Clothing affects our mental processes and perceptions which can change our minds and the way we think, according to research by Professor Karen Pine from the University of Hertfordshire.
When Professor Pine asked students to put on a Superman t-shirt there was a scientific reason behind the request. She wanted to know if the heroic clothing would change the students' thinking. She found it boosted their impression of themselves and made them feel physically stronger. This, and other discoveries of how clothing can change our minds, is the topic of her new book called Mind What You Wear: The Psychology of Fashion.
Professor Karen Pine, from the department of Psychology at the University of Hertfordshire, explained: "When wearing a Superman t-shirt the students rated themselves as more likeable and superior to other students. When asked to estimate how much they could physically lift, those in a Superman t-shirt thought they were stronger than students in a plain t-shirt, or in their own clothing."
This research, and other clothing research described in the book, shows how people's mental processes and perceptions can be primed by clothing, as they internalise the symbolic meaning of their outer layers.
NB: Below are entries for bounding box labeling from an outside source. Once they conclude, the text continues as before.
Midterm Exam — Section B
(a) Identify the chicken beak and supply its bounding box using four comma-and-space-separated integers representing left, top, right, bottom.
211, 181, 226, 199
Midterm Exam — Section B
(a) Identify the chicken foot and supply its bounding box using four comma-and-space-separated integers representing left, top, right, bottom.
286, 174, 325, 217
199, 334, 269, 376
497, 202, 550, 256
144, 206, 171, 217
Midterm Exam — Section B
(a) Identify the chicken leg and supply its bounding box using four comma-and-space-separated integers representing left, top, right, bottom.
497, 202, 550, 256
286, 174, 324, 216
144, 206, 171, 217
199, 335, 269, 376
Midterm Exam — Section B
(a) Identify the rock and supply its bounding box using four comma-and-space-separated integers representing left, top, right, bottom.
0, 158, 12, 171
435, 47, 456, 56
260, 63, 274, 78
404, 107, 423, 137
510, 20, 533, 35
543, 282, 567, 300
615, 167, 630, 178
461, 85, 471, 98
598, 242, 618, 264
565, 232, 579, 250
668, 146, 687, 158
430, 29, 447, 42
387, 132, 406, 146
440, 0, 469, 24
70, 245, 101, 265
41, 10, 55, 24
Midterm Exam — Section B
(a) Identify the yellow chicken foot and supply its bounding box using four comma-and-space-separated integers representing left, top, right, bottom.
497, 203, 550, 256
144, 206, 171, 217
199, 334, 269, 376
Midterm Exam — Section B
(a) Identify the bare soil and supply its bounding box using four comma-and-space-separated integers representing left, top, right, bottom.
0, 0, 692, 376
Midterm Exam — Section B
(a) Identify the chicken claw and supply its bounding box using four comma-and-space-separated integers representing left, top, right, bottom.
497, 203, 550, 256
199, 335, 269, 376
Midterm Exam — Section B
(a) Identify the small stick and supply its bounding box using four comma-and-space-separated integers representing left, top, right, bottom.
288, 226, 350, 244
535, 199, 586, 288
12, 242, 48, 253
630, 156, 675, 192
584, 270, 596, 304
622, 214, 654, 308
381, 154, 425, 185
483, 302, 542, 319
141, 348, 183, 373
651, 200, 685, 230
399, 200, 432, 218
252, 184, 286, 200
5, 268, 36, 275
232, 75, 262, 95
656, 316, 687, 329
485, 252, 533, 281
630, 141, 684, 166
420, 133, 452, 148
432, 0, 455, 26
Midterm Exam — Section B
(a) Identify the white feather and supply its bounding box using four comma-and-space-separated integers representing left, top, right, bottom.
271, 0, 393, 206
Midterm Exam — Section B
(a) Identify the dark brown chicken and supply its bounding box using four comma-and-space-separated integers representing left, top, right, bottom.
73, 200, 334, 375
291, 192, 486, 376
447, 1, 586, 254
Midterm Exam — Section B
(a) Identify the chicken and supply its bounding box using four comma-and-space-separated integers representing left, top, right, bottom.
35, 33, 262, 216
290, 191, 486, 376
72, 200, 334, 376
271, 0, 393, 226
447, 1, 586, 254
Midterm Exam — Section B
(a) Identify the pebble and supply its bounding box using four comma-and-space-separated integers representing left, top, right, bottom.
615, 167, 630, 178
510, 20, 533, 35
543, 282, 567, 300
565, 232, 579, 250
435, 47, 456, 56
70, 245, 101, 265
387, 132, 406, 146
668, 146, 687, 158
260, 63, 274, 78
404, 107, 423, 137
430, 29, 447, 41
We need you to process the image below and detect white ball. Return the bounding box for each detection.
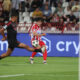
[32,40,39,47]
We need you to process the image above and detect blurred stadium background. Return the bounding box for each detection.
[0,0,80,80]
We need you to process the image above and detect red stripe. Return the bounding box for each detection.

In Mind What You Wear, Professor Pine describes how women who were given a maths test performed worse when wearing a swimsuit than when wearing a sweater. She describes how putting on a white coat improved people's mental agility, as their brain was primed to take on the mental capacities they associated with being a doctor.
Professor Pine's book gives fascinating insights into the cognitive, social and emotional consequences of what we wear. Her previous research discovered that women are more likely to wear jeans when they are depressed. In this book she reveals that when women are stressed they wear less of their wardrobe, neglecting 90% of it, and the main reason women dress up is not to look attractive but to feel confident.
Professor Pine added: "As well as scientific research, my book also contains tips on how to feel happier and more confident with the right clothes, explaining not only that we are what we wear, but that we become what we wear."